A abordagem é quase sempre a mesma. “Olá, sou do departamento de recursos humanos, recebemos o seu currículo. Ainda está interessado na vaga de trabalho?” Vão variando os nomes dos protagonistas, as empresas e também os países de onde chegam as mensagens. Na mais recente onda em Portugal, há mensagens de quem diz ser do departamento de recursos humanos do TikTok ou da plataforma de marketing Hootsuite. Os indicativos dos números de telefone também variam: há mensagens vindas dos EUA, Filipinas, Índia, Nigéria, África do Sul e muito mais.
Numa primeira fase, os textos chegavam escritas em inglês com uma oferta de trabalho para uma empresa facilmente reconhecível. Quando se tentava perceber onde tinham obtido o currículo ou o número de telefone, a resposta chegava rapidamente, mas com justificações vagas, como recomendações obtidas através de uma plataforma de emprego.
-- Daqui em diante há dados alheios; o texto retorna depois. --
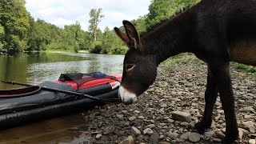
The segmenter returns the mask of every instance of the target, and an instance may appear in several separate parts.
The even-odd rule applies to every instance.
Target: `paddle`
[[[7,84],[12,84],[12,85],[20,85],[20,86],[34,86],[34,85],[30,85],[26,83],[20,83],[17,82],[8,82],[8,81],[0,81],[1,82],[3,83],[7,83]],[[75,96],[79,96],[79,97],[86,97],[95,101],[98,102],[119,102],[120,99],[118,98],[108,98],[108,99],[104,99],[104,98],[99,98],[97,97],[93,97],[86,94],[82,94],[82,93],[77,93],[77,92],[73,92],[73,91],[66,91],[66,90],[58,90],[58,89],[53,89],[53,88],[49,88],[49,87],[45,87],[45,86],[41,86],[42,90],[48,90],[48,91],[53,91],[53,92],[58,92],[58,93],[63,93],[63,94],[67,94],[70,95],[75,95]]]

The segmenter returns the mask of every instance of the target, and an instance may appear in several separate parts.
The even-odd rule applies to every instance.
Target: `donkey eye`
[[[132,70],[134,67],[135,65],[134,64],[126,64],[126,70],[129,71],[130,70]]]

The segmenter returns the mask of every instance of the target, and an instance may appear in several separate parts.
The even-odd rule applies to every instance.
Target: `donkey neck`
[[[158,65],[171,56],[191,51],[196,22],[193,10],[184,11],[142,37],[146,54],[155,55]]]

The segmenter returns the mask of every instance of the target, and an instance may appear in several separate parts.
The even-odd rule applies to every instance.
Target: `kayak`
[[[46,90],[52,88],[98,98],[117,98],[122,74],[62,74],[58,80],[38,86],[0,90],[0,129],[69,114],[102,102],[78,94]]]

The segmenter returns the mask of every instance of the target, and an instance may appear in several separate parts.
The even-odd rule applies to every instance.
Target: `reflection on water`
[[[81,114],[26,124],[0,131],[0,143],[68,142],[86,130]]]
[[[123,55],[40,53],[0,55],[0,80],[39,84],[58,79],[62,73],[122,71]],[[0,83],[0,89],[17,87]]]
[[[39,84],[58,79],[62,73],[122,73],[123,58],[123,55],[70,53],[0,55],[0,80]],[[17,86],[0,82],[0,89]],[[1,130],[0,143],[70,142],[86,130],[82,118],[80,113]]]

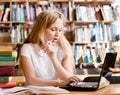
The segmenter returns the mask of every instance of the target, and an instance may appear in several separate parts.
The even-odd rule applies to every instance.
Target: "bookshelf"
[[[119,0],[73,0],[76,64],[103,62],[120,40],[118,6]]]
[[[120,23],[120,12],[117,11],[120,8],[118,7],[119,5],[116,5],[119,0],[115,2],[117,3],[114,3],[113,0],[0,1],[0,18],[1,15],[3,16],[1,13],[3,5],[10,9],[6,13],[6,19],[4,21],[0,19],[0,44],[15,44],[18,46],[17,50],[19,50],[31,31],[37,14],[41,11],[55,9],[65,15],[67,22],[65,35],[73,46],[76,65],[80,65],[82,62],[102,62],[104,54],[98,51],[105,52],[105,49],[113,47],[113,43],[120,40],[120,28],[118,26]],[[112,12],[109,11],[109,14],[106,14],[110,16],[105,16],[103,6],[112,10]],[[114,16],[111,16],[113,11]],[[114,30],[116,30],[116,32],[114,32]],[[99,34],[96,34],[96,31],[99,31]],[[107,33],[109,32],[112,35],[115,33],[114,37],[108,35]],[[118,36],[115,37],[116,35]],[[107,36],[109,36],[109,38]],[[75,50],[76,48],[77,50]],[[94,58],[94,60],[91,59],[94,57],[93,55],[90,56],[91,53],[93,53],[98,60]],[[88,60],[89,58],[83,58],[87,58],[88,55],[90,61]]]

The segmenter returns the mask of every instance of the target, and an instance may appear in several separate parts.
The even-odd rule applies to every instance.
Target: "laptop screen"
[[[110,76],[110,72],[109,72],[109,67],[114,67],[114,64],[115,64],[115,61],[116,61],[116,56],[117,56],[117,52],[107,52],[106,55],[105,55],[105,58],[104,58],[104,63],[103,63],[103,66],[102,66],[102,69],[101,69],[101,72],[100,72],[100,77],[99,77],[99,80],[98,80],[98,87],[100,85],[100,80],[101,80],[101,77],[104,77],[104,78],[109,78]]]

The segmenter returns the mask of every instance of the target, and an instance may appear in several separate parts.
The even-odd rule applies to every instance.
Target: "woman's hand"
[[[80,82],[80,81],[82,81],[82,80],[80,78],[78,78],[77,76],[71,76],[65,80],[59,80],[59,86],[65,86],[71,82]]]

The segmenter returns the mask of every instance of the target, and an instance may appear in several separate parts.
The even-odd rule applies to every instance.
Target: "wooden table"
[[[110,84],[96,91],[71,91],[71,95],[120,95],[120,84]]]
[[[86,76],[87,75],[80,75],[80,77],[82,78]],[[16,81],[19,85],[25,84],[24,76],[13,77],[12,81]],[[70,94],[53,94],[53,95],[120,95],[120,84],[110,84],[109,86],[101,88],[96,91],[71,91]]]

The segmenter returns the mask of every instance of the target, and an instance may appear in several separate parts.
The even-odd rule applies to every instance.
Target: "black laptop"
[[[116,56],[116,52],[106,53],[99,76],[86,77],[82,82],[72,82],[60,88],[67,89],[69,91],[95,91],[109,85],[110,82],[103,76],[103,73],[108,70],[110,66],[114,66],[113,64],[116,61]]]

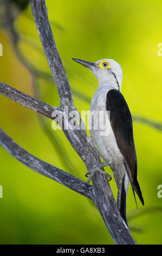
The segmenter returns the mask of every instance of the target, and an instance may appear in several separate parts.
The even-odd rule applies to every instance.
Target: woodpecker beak
[[[82,59],[79,59],[72,58],[72,59],[73,60],[74,60],[76,62],[78,62],[78,63],[80,63],[86,68],[88,68],[89,69],[90,69],[92,66],[95,66],[95,63],[93,63],[93,62],[87,62],[87,60],[82,60]]]

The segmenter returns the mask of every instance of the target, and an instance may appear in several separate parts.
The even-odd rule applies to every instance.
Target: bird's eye
[[[102,66],[104,68],[106,68],[108,66],[108,64],[107,63],[107,62],[103,62],[103,63],[102,64]]]
[[[110,69],[110,64],[107,60],[101,60],[99,64],[99,67],[102,69]]]

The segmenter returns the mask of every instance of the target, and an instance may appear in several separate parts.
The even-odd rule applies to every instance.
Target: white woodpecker
[[[120,65],[113,59],[105,59],[92,63],[79,59],[72,59],[89,69],[99,84],[93,95],[90,108],[89,126],[91,141],[101,159],[105,162],[95,167],[86,174],[89,182],[96,171],[101,172],[103,167],[109,166],[118,188],[117,206],[121,216],[127,225],[126,219],[126,198],[130,182],[137,204],[136,192],[141,203],[144,205],[142,193],[137,181],[137,162],[133,133],[131,114],[128,105],[121,93],[122,72]],[[107,113],[110,112],[110,115]],[[100,119],[93,119],[93,113],[106,113],[107,124],[103,127]],[[108,177],[111,176],[107,174]]]

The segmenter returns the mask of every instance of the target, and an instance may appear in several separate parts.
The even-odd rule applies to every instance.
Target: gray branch
[[[71,110],[74,110],[73,101],[70,86],[48,21],[45,1],[31,0],[30,3],[38,33],[58,89],[61,106],[54,108],[3,83],[0,83],[0,94],[51,119],[53,119],[52,112],[54,110],[59,110],[63,118],[68,118],[69,121],[69,115],[64,115],[63,107],[69,106],[70,113]],[[84,162],[88,170],[100,162],[98,155],[87,139],[85,131],[77,129],[66,130],[64,127],[63,131],[72,147]],[[92,179],[93,186],[88,186],[83,181],[79,179],[76,180],[76,178],[73,175],[67,174],[59,168],[56,169],[56,167],[44,163],[29,154],[13,142],[2,130],[0,133],[0,141],[1,145],[9,153],[31,169],[42,174],[46,174],[46,176],[92,199],[115,243],[136,243],[118,210],[110,185],[105,175],[96,172]],[[15,145],[15,148],[14,144]],[[57,179],[59,176],[59,179]],[[69,177],[68,181],[67,177]],[[75,181],[77,185],[74,184]],[[78,186],[80,187],[78,188]]]

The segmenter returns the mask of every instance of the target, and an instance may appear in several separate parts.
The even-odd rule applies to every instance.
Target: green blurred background
[[[79,111],[89,109],[98,81],[89,70],[71,58],[90,62],[113,58],[121,66],[122,93],[134,117],[138,181],[145,203],[142,206],[138,198],[137,210],[129,187],[128,224],[138,243],[161,244],[162,198],[157,196],[158,185],[162,184],[161,125],[154,127],[162,122],[162,56],[157,53],[158,44],[162,42],[161,1],[47,0],[46,4]],[[30,5],[18,15],[14,5],[11,10],[15,17],[14,29],[19,34],[18,46],[14,50],[8,17],[1,8],[3,56],[0,57],[0,80],[51,106],[59,106]],[[35,83],[29,67],[34,70]],[[21,146],[86,180],[83,163],[62,131],[52,130],[51,120],[40,119],[32,111],[1,95],[0,115],[1,127]],[[144,120],[139,121],[139,117]],[[1,244],[113,243],[90,200],[28,169],[2,147],[0,156],[3,192],[0,198]],[[108,168],[107,170],[111,174]],[[116,197],[114,181],[110,184]]]

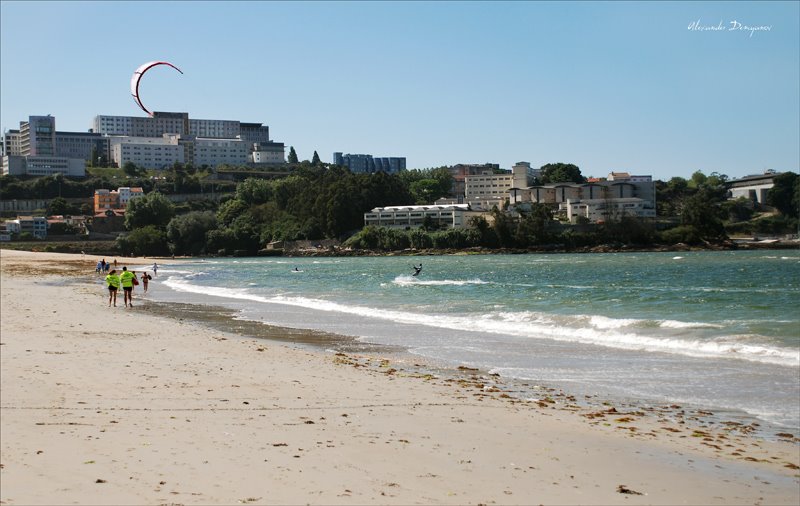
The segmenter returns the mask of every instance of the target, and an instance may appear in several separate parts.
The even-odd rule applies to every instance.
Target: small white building
[[[591,223],[619,219],[623,216],[656,217],[655,209],[646,207],[644,200],[635,197],[567,200],[559,204],[559,210],[566,211],[570,223],[575,223],[579,216],[586,218]]]
[[[417,228],[422,226],[427,217],[439,226],[465,228],[469,226],[470,218],[483,214],[473,211],[468,204],[376,207],[364,213],[364,225]]]
[[[12,176],[86,176],[86,161],[61,156],[4,156],[3,175]]]
[[[131,162],[145,169],[164,169],[175,162],[184,163],[184,147],[179,140],[180,136],[175,134],[164,134],[161,137],[111,137],[111,159],[118,167]]]
[[[528,186],[528,166],[517,164],[504,174],[485,171],[475,176],[464,176],[464,195],[467,200],[500,198],[507,200],[512,188],[523,189]]]
[[[189,141],[187,141],[189,142]],[[247,163],[247,143],[242,139],[212,139],[198,137],[193,142],[194,166],[244,165]]]
[[[47,237],[47,219],[44,216],[17,216],[16,220],[6,222],[6,230],[16,233],[29,232],[37,239]]]

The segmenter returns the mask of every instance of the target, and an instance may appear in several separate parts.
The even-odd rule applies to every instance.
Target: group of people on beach
[[[103,260],[103,262],[105,262],[105,260]],[[115,266],[116,263],[117,261],[114,260]],[[157,274],[158,264],[154,263],[153,276]],[[153,276],[150,276],[147,271],[142,271],[141,284],[142,288],[144,288],[144,293],[147,293],[149,281],[153,279]],[[122,288],[125,307],[133,307],[133,287],[139,285],[139,277],[136,276],[136,271],[129,271],[127,266],[123,266],[122,272],[117,274],[117,270],[112,269],[111,272],[106,275],[105,280],[106,286],[108,287],[108,307],[112,305],[117,307],[117,291],[119,291],[120,287]]]

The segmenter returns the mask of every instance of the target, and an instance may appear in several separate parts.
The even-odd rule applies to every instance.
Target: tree
[[[134,230],[147,225],[165,229],[175,216],[175,206],[165,196],[152,192],[131,199],[125,211],[125,228]]]
[[[701,189],[684,201],[681,224],[693,227],[701,239],[725,237],[722,226],[722,210],[712,191]]]
[[[142,197],[144,198],[144,197]],[[137,256],[166,255],[167,237],[163,230],[147,225],[117,237],[117,248],[123,255],[133,253]]]
[[[586,178],[581,175],[581,169],[571,163],[548,163],[542,165],[542,182],[552,183],[585,183]]]
[[[247,212],[248,205],[239,199],[231,199],[223,202],[217,210],[217,222],[227,227],[233,220]]]
[[[767,204],[784,216],[797,218],[800,214],[800,176],[784,172],[772,178],[773,187],[767,192]]]
[[[71,214],[71,208],[72,206],[67,203],[66,199],[62,197],[56,197],[47,204],[47,214],[49,216],[63,216]]]
[[[211,211],[192,211],[172,218],[167,225],[167,240],[173,253],[199,255],[205,251],[206,234],[217,228]]]

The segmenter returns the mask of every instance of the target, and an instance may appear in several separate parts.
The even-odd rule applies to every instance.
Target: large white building
[[[623,215],[656,217],[656,187],[652,176],[631,176],[625,172],[612,172],[604,181],[530,186],[512,192],[511,202],[557,206],[573,223],[578,216],[593,223]]]
[[[483,174],[464,176],[464,196],[467,201],[508,200],[512,188],[521,190],[528,186],[529,168],[529,165],[517,164],[511,169],[511,172],[503,174],[495,174],[487,170]]]
[[[164,134],[161,137],[110,137],[111,160],[118,167],[131,162],[146,169],[165,169],[175,162],[184,163],[184,147],[180,136]]]
[[[19,130],[5,132],[2,148],[3,155],[11,157],[4,159],[4,174],[83,176],[85,161],[94,157],[107,157],[118,167],[132,162],[146,169],[164,169],[176,162],[197,167],[285,163],[284,144],[270,140],[268,126],[191,119],[185,112],[95,116],[88,133],[57,132],[53,116],[29,116]]]
[[[138,138],[177,136],[184,147],[182,159],[174,161],[195,166],[217,165],[280,165],[285,163],[284,144],[269,138],[269,127],[262,123],[243,123],[235,120],[191,119],[183,112],[154,112],[153,117],[96,116],[94,132],[107,136]],[[150,141],[142,144],[152,144]],[[112,145],[113,146],[113,145]],[[140,149],[144,151],[144,148]],[[125,157],[112,159],[119,163]],[[133,161],[133,160],[131,160]],[[152,157],[151,157],[152,161]],[[139,163],[135,162],[136,165]],[[142,165],[147,168],[150,165]]]

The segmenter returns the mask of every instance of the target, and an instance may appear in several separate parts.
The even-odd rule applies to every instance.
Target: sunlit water
[[[150,296],[165,301],[579,394],[800,425],[798,251],[207,259],[157,280],[171,290]]]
As versões mais recentes já chegam em português e com números com o indicativo nacional +351. E apresentando uma oportunidade de trabalho a tempo parcial, com a indicação de uma remuneração variável generosa entre “300 e 800 euros diários”. É apenas preciso ver alguns vídeos no YouTube ou no TikTok. Mas primeiro é preciso abrir uma ligação para demonstrar interesse – só por esse clique fica logo a promessa de “uma recompensa de cinco euros” ou, em outras mensagens, de 10 euros. Há ainda a tática de avaliar hotéis em troca de 90 euros por dia, basta só abrir uma ligação.
Todos estes exemplos de mensagens representam uma fraude que já foi identificada pelo Centro Nacional de Cibersegurança (CNCS). Fonte oficial indica ao Observador que o CERT.PT, serviço que integra o CNCS e coordena a resposta a incidentes, tem recebido “um número crescente de notificações relativas a mensagens de origem duvidosa, com falsas ofertas de emprego, com recurso, ainda que não exclusivo, à plataforma WhatsApp”. No entanto, não especifica quantas queixas foram recebidas nem desde quando.
O CNCS explica que as mensagens tentam recolher “dados pessoais da vítima, tais como nome, morada, cópias de documentos de identificação e dados bancários”. Tudo em troca de dinheiro aparentemente fácil, mas que tem segundas intenções. “Em muitos dos casos são realizadas transferências para a conta bancária da vítima, que é depois instada a realizar transferências para outras contas, configurando uma ação típica de ‘money mules’ [mulas de dinheiro]”, esclarece o CNCS.
Esta tática já é uma velha conhecida dos profissionais de cibersegurança e do mundo financeiro, tal como acontece no tráfico de droga. “O processo envolve a utilização de indivíduos, muitas vezes recrutados sob o pretexto de ofertas de emprego legítimo, para transferir dinheiro obtido de forma criminosa através das suas contas bancárias, ‘lavando’ os fundos e dificultando a tarefa das autoridades em rastrear a origem ilícita do dinheiro”, explica David Russo, cofundador e diretor tecnológico da empresa de cibersegurança CyberS3c.
Em muitos casos, as “money mules” não sabem que estão a ajudar uma rede de cibercrime. “Tornou-se uma tática preferencial entre os criminosos que procuram legitimar ganhos ilícitos”, que deixa quem faz as transferências “numa posição de vulnerabilidade legal”, já que, mesmo sem saberem, “acabam por se tornar parte de uma rede de crime organizado”, resume.
O Observador tentou perceber junto da Polícia Judiciária, que tem uma unidade de combate ao cibercrime, se tem informações sobre estas mensagens fraudulentas, mas até ao momento não foi possível obter resposta.